Lucas Andjisseramatchi
- Born: 12 April 2006 (age 20)
- Height: 1.87 m (6 ft 2 in)
- Weight: 105 kg (231 lb)

Rugby union career
- Position(s): Flanker Number 8
- Current team: Stade Rochelais

Senior career
- Years: Team / Apps / (Points)
- 2024-: Stade Rochelais

International career
- Years: Team / Apps / (Points)
- 2026-: France U20

= Lucas Andjisseramatchi =

French rugby player

Lucas Andjisseramatchi (born 12 April 2006) is a French professional rugby union footballer who plays for Stade Rochelais. His preferred positions are flanker and number 8.

==Club career==
Andjiseramatchi began playing rugby union at Rugby Club Massy Essonne, where he played for almost a decade prior too joining Stade Rochelais as a youth team member in the summer of 2024.

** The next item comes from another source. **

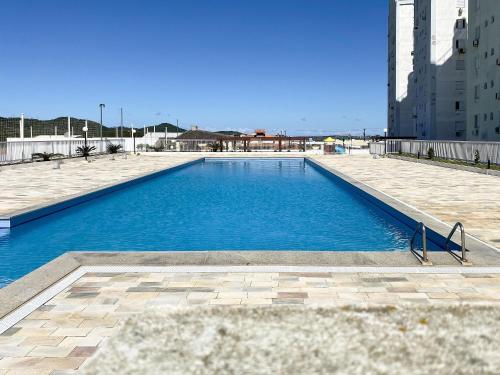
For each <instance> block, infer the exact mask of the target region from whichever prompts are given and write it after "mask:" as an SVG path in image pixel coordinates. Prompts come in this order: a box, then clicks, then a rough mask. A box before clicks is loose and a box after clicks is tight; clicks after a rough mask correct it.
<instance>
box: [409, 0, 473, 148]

During the 2025-26 season, he captained Stade Rochelais in the European Rugby Champions Cup match against the Stormers, becoming the youngest captain in the club's history at the age of 19 years-old. In May 2026, he extended his contract with the club until 2028.

==International career==
He was selected for the France national under-20 rugby union team for the 2026 Six Nations Under 20s Championship, winning the grand slam with the team, the first for his country in the tournament since 2014. That summer, he captained France U20 to the 2026 World Rugby U20 Championship final.